To run this tool on a set of reads called input.fastq, to eliminate any reads sharing at least
one 12-mer with sequences in adaptors.fasta, we can run:
bbduk.sh in=hrf.fastq ref=adaptors.fasta k=12 stats=stats.txt out=clean.fastq overwrite=t
to remove any reads in "input.fastq" having valid alignments (at least one 12-bp kmer match)
to sequences in "adaptors.fasta", and write the output (sequences passing the filter) to "output.fastq".
In this optional step, the user can choose to discard PCR duplicates based on the sequence of the insert and the sequence
of an internal barcode incorporated during FS-cDNA synthesis. To remove duplicates from a library having barcodes at positions 1-4
and insert sequences beginning at position 9, the user would run:
RemovePCRDups.pl -i input.fastq -o output.fastq -s 1 -e 4 -j 9
Finally, we remove the non-template bases introduced at the 5' end of each tag during library preparation.

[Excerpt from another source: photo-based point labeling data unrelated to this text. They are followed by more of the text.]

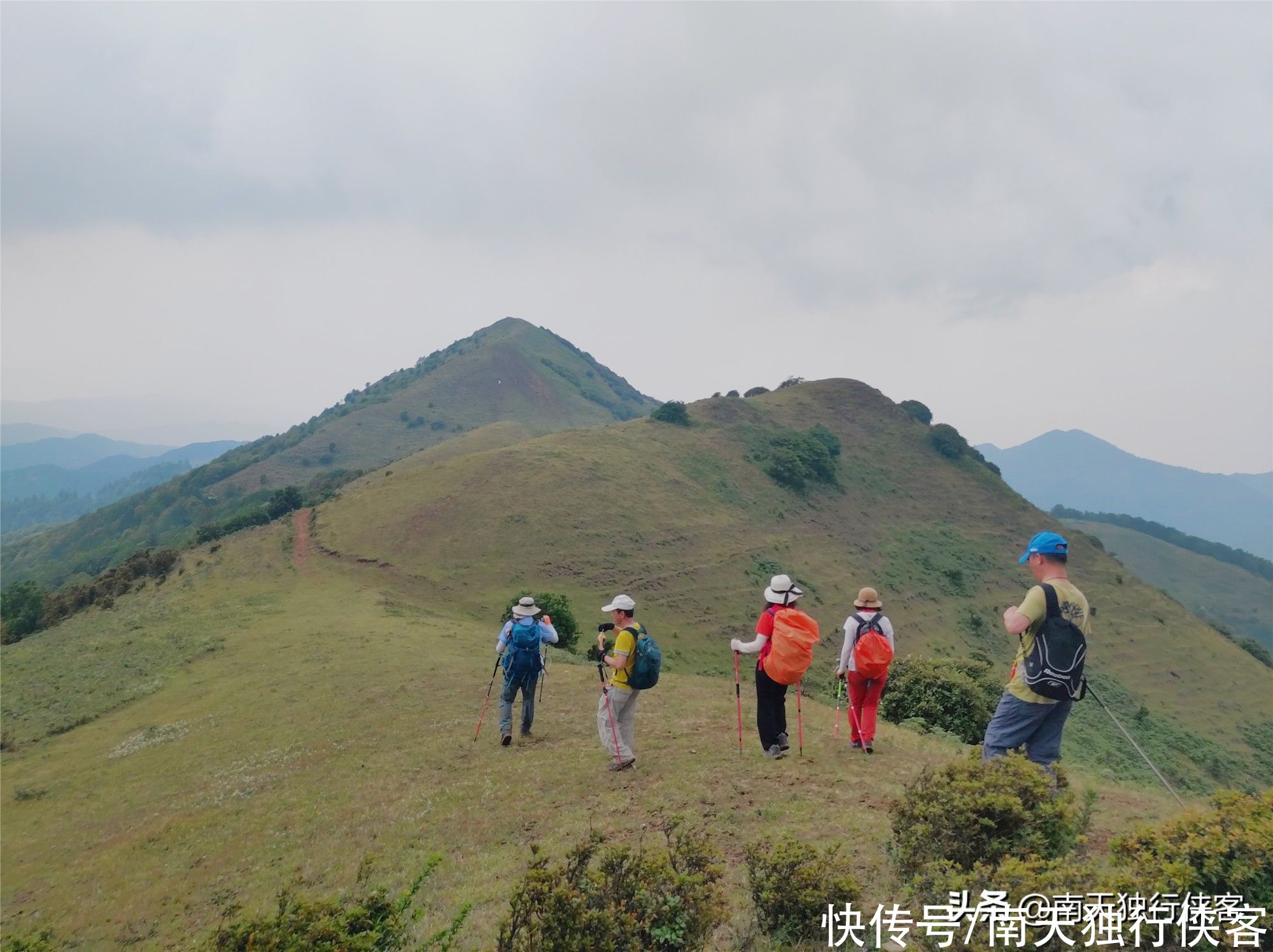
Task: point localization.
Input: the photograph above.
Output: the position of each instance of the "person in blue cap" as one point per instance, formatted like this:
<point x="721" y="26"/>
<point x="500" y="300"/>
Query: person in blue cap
<point x="1025" y="718"/>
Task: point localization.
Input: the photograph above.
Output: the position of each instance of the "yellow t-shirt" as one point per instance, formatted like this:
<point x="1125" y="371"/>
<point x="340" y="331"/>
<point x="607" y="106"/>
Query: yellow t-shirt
<point x="1034" y="606"/>
<point x="626" y="642"/>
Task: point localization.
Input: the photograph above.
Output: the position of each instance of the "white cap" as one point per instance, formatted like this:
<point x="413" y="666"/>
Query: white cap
<point x="621" y="604"/>
<point x="782" y="591"/>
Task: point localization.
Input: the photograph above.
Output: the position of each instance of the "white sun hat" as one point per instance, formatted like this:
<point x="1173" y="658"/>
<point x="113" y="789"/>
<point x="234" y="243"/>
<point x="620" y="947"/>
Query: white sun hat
<point x="526" y="608"/>
<point x="621" y="604"/>
<point x="782" y="591"/>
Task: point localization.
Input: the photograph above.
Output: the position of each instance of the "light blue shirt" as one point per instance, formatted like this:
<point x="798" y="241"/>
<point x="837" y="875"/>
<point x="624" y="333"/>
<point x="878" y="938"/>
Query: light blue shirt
<point x="548" y="634"/>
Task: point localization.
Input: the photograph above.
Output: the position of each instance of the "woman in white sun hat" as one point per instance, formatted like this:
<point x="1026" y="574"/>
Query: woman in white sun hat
<point x="771" y="696"/>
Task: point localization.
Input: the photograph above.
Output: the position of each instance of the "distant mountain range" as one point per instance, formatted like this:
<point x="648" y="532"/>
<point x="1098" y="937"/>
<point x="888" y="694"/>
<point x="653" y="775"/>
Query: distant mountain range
<point x="1079" y="470"/>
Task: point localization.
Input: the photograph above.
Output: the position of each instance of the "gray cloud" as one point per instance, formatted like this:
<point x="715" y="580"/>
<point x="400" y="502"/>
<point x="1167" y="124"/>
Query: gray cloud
<point x="848" y="167"/>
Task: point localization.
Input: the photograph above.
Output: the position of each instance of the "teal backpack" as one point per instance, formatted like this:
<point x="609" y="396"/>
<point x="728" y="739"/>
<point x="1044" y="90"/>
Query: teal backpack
<point x="647" y="661"/>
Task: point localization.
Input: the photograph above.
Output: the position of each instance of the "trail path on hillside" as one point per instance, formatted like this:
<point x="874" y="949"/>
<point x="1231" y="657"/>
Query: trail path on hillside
<point x="301" y="543"/>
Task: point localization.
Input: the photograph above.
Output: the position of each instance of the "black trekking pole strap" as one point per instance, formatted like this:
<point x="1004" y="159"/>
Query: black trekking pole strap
<point x="1132" y="741"/>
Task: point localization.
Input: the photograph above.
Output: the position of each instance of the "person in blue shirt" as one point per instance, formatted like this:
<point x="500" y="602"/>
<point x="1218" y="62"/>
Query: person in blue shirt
<point x="520" y="646"/>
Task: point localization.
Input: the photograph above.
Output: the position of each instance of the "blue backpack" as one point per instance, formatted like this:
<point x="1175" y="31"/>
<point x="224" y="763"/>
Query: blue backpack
<point x="647" y="661"/>
<point x="523" y="656"/>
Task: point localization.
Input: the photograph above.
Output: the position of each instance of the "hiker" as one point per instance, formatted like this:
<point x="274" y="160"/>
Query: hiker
<point x="617" y="711"/>
<point x="869" y="647"/>
<point x="773" y="680"/>
<point x="1024" y="716"/>
<point x="520" y="646"/>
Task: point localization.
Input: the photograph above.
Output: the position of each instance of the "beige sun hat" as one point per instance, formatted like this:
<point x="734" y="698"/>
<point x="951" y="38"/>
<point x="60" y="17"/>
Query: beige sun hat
<point x="526" y="608"/>
<point x="868" y="599"/>
<point x="782" y="591"/>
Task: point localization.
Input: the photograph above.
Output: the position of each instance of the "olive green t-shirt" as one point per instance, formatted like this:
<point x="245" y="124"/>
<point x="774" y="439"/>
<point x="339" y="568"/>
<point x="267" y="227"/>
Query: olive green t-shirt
<point x="1034" y="606"/>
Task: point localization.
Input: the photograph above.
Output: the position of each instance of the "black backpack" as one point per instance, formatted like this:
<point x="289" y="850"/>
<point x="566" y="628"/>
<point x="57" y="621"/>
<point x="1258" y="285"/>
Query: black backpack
<point x="1055" y="668"/>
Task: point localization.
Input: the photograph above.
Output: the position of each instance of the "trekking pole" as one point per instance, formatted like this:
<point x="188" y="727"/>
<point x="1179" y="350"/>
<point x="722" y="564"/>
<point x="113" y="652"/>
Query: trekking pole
<point x="840" y="684"/>
<point x="605" y="693"/>
<point x="800" y="721"/>
<point x="1136" y="745"/>
<point x="488" y="698"/>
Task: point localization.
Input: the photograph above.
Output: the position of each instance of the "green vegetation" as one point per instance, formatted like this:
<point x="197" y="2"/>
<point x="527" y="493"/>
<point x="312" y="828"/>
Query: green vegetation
<point x="557" y="608"/>
<point x="1221" y="553"/>
<point x="369" y="922"/>
<point x="1235" y="603"/>
<point x="673" y="412"/>
<point x="954" y="697"/>
<point x="618" y="898"/>
<point x="917" y="412"/>
<point x="792" y="884"/>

The region removed begins at the 5' end by default (position 1), and extends to the end of the 5'-most occurence
of GGG (up to a maximum position defined by the user). This range is determined from the position of the GGG motif in
RNA oligos used during library preparation. To trim a set of reads where the GGG motif is expected to occur in the first 8 bases:
TagTrimmer.pl -i input.fastq -b 1 -e 8 -o output.fastq
The ideal reference for mapping Tag-Seq reads would be a complete and non-redundant set of transcripts from the same species as the reads. de novo transcriptome assemblies and transcripts identified from genome assemblies are often used for this purpose.
We use the SHRiMP software package for mapping, which is both faster and more sensitive in our testing than
any other mapping software we have tested. However, in principle other mapping programs can be substituted
at this step, as long as the output is in SAM format and includes positive alignment scores in the "AS:" field.

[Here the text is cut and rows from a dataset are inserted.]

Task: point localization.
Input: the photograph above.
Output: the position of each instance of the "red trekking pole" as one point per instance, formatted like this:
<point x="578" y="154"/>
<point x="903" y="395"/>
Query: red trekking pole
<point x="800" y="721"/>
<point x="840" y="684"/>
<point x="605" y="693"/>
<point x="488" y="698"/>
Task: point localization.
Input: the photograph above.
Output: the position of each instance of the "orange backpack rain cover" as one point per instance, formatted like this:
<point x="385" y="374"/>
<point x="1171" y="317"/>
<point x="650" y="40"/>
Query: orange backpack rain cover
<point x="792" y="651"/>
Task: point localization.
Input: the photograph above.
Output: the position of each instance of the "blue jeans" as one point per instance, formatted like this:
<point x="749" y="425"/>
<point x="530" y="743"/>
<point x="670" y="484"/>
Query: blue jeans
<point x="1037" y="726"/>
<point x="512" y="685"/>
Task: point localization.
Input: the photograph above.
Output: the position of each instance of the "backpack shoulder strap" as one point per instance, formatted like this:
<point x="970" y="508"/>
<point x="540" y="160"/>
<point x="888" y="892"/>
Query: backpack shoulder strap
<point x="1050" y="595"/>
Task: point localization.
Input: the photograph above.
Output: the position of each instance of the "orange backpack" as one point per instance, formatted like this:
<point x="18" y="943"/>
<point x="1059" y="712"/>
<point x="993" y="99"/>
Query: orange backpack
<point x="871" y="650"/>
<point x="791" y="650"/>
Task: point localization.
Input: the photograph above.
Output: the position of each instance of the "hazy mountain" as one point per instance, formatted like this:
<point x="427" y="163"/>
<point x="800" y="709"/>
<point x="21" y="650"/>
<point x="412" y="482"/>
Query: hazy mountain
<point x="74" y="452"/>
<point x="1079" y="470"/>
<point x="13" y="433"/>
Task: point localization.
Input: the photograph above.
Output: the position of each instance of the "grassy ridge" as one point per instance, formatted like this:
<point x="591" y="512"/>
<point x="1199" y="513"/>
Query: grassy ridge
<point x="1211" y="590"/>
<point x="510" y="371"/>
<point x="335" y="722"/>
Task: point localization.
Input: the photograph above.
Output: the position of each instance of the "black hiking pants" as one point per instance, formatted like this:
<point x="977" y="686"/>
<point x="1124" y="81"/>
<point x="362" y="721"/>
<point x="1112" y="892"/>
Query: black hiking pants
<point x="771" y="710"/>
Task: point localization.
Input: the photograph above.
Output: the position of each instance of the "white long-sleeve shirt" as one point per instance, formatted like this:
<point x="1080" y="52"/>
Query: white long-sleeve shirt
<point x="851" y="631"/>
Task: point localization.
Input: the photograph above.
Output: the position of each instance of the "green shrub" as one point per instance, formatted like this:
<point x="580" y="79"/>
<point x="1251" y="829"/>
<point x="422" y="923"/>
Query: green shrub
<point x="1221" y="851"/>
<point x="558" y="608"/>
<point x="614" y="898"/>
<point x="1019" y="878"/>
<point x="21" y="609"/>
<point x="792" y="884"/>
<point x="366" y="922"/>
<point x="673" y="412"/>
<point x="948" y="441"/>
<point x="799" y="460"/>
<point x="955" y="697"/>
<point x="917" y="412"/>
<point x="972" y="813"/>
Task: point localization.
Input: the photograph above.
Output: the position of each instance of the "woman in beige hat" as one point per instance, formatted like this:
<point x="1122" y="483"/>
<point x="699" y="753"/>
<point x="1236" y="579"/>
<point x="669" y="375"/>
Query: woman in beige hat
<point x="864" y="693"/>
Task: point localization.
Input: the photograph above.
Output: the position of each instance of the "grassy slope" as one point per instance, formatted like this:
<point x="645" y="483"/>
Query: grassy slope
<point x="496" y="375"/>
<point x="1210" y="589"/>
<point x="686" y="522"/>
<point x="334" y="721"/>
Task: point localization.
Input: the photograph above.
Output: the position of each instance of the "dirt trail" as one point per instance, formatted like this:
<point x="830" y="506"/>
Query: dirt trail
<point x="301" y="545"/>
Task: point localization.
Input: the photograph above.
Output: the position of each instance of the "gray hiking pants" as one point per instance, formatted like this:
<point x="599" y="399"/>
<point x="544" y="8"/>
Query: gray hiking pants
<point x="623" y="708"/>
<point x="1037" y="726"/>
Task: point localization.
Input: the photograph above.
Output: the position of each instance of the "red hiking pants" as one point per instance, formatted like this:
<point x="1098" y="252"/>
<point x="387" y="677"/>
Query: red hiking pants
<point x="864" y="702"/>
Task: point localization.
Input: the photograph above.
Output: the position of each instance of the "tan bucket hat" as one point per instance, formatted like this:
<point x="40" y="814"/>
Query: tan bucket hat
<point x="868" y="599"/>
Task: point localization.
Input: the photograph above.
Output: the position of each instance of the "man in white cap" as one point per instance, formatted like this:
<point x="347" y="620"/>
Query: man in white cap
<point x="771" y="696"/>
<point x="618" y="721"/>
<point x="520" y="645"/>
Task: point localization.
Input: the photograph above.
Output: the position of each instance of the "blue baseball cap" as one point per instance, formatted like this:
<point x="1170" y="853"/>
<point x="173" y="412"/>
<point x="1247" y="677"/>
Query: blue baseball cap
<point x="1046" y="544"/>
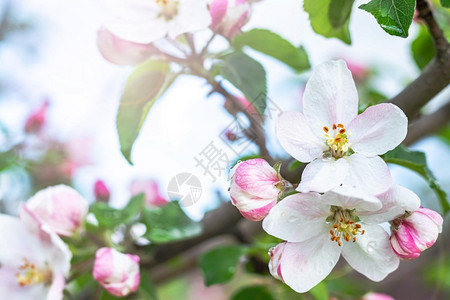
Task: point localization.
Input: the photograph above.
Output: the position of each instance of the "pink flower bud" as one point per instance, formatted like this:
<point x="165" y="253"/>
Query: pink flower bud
<point x="228" y="16"/>
<point x="254" y="188"/>
<point x="101" y="191"/>
<point x="415" y="232"/>
<point x="150" y="188"/>
<point x="274" y="263"/>
<point x="376" y="296"/>
<point x="118" y="273"/>
<point x="122" y="52"/>
<point x="37" y="119"/>
<point x="59" y="208"/>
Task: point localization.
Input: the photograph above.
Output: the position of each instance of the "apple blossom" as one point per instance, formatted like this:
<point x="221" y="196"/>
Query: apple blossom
<point x="341" y="146"/>
<point x="33" y="263"/>
<point x="101" y="191"/>
<point x="122" y="52"/>
<point x="151" y="190"/>
<point x="118" y="273"/>
<point x="255" y="188"/>
<point x="415" y="232"/>
<point x="228" y="16"/>
<point x="144" y="21"/>
<point x="59" y="208"/>
<point x="319" y="228"/>
<point x="37" y="119"/>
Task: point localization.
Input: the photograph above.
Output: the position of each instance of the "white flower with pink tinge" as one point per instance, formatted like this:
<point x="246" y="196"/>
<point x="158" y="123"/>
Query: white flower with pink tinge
<point x="228" y="16"/>
<point x="144" y="21"/>
<point x="255" y="187"/>
<point x="33" y="262"/>
<point x="58" y="208"/>
<point x="118" y="273"/>
<point x="341" y="146"/>
<point x="319" y="228"/>
<point x="415" y="232"/>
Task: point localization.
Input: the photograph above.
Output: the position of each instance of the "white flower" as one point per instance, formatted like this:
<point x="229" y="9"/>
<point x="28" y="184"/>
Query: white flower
<point x="144" y="21"/>
<point x="318" y="228"/>
<point x="33" y="263"/>
<point x="341" y="146"/>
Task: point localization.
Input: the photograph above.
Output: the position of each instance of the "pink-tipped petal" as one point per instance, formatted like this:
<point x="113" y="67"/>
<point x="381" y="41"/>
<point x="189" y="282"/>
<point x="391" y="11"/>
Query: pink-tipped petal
<point x="370" y="174"/>
<point x="330" y="95"/>
<point x="371" y="254"/>
<point x="378" y="129"/>
<point x="297" y="138"/>
<point x="298" y="217"/>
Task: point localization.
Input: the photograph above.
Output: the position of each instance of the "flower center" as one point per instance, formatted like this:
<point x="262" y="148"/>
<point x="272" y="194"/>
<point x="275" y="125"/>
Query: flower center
<point x="169" y="8"/>
<point x="337" y="140"/>
<point x="28" y="274"/>
<point x="344" y="225"/>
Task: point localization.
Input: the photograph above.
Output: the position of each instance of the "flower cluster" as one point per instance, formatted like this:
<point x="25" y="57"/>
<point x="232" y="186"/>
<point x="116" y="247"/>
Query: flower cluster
<point x="346" y="190"/>
<point x="36" y="262"/>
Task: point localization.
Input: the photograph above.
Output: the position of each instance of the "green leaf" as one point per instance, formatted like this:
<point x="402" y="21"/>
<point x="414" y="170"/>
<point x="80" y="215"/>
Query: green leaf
<point x="394" y="16"/>
<point x="318" y="11"/>
<point x="253" y="293"/>
<point x="416" y="161"/>
<point x="270" y="43"/>
<point x="320" y="292"/>
<point x="144" y="86"/>
<point x="423" y="48"/>
<point x="220" y="264"/>
<point x="110" y="217"/>
<point x="247" y="75"/>
<point x="169" y="223"/>
<point x="339" y="12"/>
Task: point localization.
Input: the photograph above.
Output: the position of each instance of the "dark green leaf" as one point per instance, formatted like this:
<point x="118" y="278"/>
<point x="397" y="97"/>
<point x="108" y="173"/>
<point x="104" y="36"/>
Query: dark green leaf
<point x="220" y="264"/>
<point x="422" y="48"/>
<point x="253" y="293"/>
<point x="248" y="76"/>
<point x="169" y="223"/>
<point x="318" y="11"/>
<point x="339" y="12"/>
<point x="269" y="43"/>
<point x="320" y="292"/>
<point x="394" y="16"/>
<point x="144" y="86"/>
<point x="416" y="161"/>
<point x="111" y="217"/>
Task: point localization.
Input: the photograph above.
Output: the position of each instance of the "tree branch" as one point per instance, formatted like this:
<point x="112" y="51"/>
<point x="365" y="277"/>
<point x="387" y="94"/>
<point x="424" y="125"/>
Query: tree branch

To use SHRiMP, run the gmapper tool, as:
gmapper --qv-offset 33 -Q --strata -o 3 -N 1 reads.fastq reference.fasta >gmapper.sam
In this example, a set of trimmed and filtered reads ("reads.fastq") is mapped against a reference sequence ("reference.fasta")
using a single thread (processor). The raw alignments are written to a file called "gmapper.sam".
SAMFilter.pl -i gmapper.sam -m 40 -o filtered.sam -c 1
Finally, we combine the counts data from all samples into a single output file, with samples as columns and genes as rows.
To combine data from three specific samples, you could run:CombineExpression.pl sample1/counts.tab sample2/counts.tab sample3/counts.tab > combined.tab
CombineExpression.pl */counts.tab > combined.tab
The combined file produced by this step is ready for statistical analysis in DESeq2, edgeR, or other R packages for
analysis of differential gene expression.
Last updated 14 July 2018, E. Meyer.